The Mariners finally realized that their incompetent legacy GM had transformed them from a 100 game-winning transoceanic moneymaking machine into MLB's answer to the Knicks and sacked Bill Bavasi. Good for them, although they still have some other folks in the organization who are unclear on the concept that a team must score runs to win games. That's a conceit they share with all of the fools who saw the M's giving the Angels a fight in their division this season.
All of the unpleasantness surrounding the Mariners, where the manager is losing his mind and the since-fired Bavasi tried to lock everyone in a room so they'd just all talk it out, and that following the Mets and Willie Randolph, makes you clutch for a silver lining with the Rockies' season. Colorado may have a terrible record and they may have lost more guys to injuries than they've lost active fans in Denver, but for the most part no one has melted down. There have been no tirades, no rumors about anybody's jobs (other than the ones I've tried to start), no internal sniping, no nothing. Everyone just seems disappointed and kind of bravely chipper, as if they'll face this atrocity with a smile and a thank-you. When you see a Rockies player loaf, it's still a rare occasion.
Given what happened last year, they don't really need anyone to convince them that persevering in the face of impossible odds pays out every now and then.
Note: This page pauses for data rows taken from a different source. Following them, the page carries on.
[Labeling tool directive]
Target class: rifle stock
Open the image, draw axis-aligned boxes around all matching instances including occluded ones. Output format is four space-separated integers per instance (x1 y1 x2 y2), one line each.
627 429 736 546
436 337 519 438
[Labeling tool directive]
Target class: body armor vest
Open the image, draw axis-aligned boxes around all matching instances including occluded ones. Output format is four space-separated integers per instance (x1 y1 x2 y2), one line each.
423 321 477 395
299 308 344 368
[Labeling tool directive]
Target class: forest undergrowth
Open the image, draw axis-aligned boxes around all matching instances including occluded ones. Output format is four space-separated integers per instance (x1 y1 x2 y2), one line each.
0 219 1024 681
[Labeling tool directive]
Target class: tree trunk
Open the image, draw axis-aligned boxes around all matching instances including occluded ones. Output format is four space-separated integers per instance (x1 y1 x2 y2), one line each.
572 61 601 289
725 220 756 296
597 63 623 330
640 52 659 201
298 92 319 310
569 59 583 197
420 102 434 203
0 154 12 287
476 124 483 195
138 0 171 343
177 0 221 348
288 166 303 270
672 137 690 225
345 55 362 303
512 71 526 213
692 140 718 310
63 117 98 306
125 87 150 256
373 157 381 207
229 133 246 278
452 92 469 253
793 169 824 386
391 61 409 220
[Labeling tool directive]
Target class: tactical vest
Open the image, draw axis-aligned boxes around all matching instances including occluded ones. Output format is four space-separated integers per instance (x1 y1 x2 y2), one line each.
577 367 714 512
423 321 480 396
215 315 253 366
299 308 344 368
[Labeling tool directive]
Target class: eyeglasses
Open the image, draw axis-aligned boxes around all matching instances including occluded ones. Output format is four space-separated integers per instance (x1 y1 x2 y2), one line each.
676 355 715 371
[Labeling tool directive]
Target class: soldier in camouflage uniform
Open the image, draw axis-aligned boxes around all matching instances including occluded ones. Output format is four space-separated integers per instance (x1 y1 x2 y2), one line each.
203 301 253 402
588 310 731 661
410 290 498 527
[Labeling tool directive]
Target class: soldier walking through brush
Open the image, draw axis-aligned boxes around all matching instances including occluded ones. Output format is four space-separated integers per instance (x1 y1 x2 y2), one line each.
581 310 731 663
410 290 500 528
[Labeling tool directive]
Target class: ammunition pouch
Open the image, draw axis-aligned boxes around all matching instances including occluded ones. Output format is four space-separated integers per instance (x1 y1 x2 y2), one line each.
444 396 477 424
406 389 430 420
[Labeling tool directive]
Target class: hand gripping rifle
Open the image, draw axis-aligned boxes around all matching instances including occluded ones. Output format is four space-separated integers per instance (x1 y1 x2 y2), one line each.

Speaking of impossible odds, I don't think that the Lakers have much chance to come back against Boston. They looked pretty so-so in a winning performance in Game 5, and even the TV announcers were spending most of the last few seconds of the game beating up on them. I thought that was a little weird, but it was a game Boston nearly won without much of a frontcourt to speak of and Sam Cassell handling the ball for significant minutes in the fourth quarter. It was great for L.A. that Pau Gasol and Lamar Odom got the points the Lakers needed from them, but that was with no Kendrick Perkins and with Kevin Garnett and Paul Pierce playing a lot of crunch time with five fouls apiece.
The NBA isn't wrestling-level fake, like a distressingly high number of people believe, but that's not to say it isn't a little crooked. The fifth foul Pierce picked up was highly suspect. I don't think the fix was in or anything, but it had to be playing on the officials' minds as it was on my own that a powerful corporation stands to profit very nicely indeed from one or even two more games in Boston. This is inevitable in any sport -- the games were compromised the minute a television cameras were pointed at them -- but it does happen a lot in basketball. The game is fast, it's really hard to officiate correctly even when you aren't worried about the Disney corporation enslaving your children to serve as "Hannah Montana" backup dancers, and guys who do research on the Internet are screaming unpleasant personal stuff at you if you don't give the calls the home squad's way.
I don't think there's anything that can be done to completely eliminate off-court bias from the way basketball games, and especially games at the NBA level, are called. There are a few checks and balances in place. The team with the better record getting homecourt is one. Still as someone who is passionate about the historical record it seems like a 4-1 series win for Boston would be a more accurate representation of how the two teams performed in the series than 4-2.
In baseball, things are more symmetrical that way. When another Boston team beat the Rockies 4-0 in the World Series last season, they were probably about 5-0 better than us.
And I thought we were going to win! Man, I must be dumber than Bill Bavasi and John McLaren.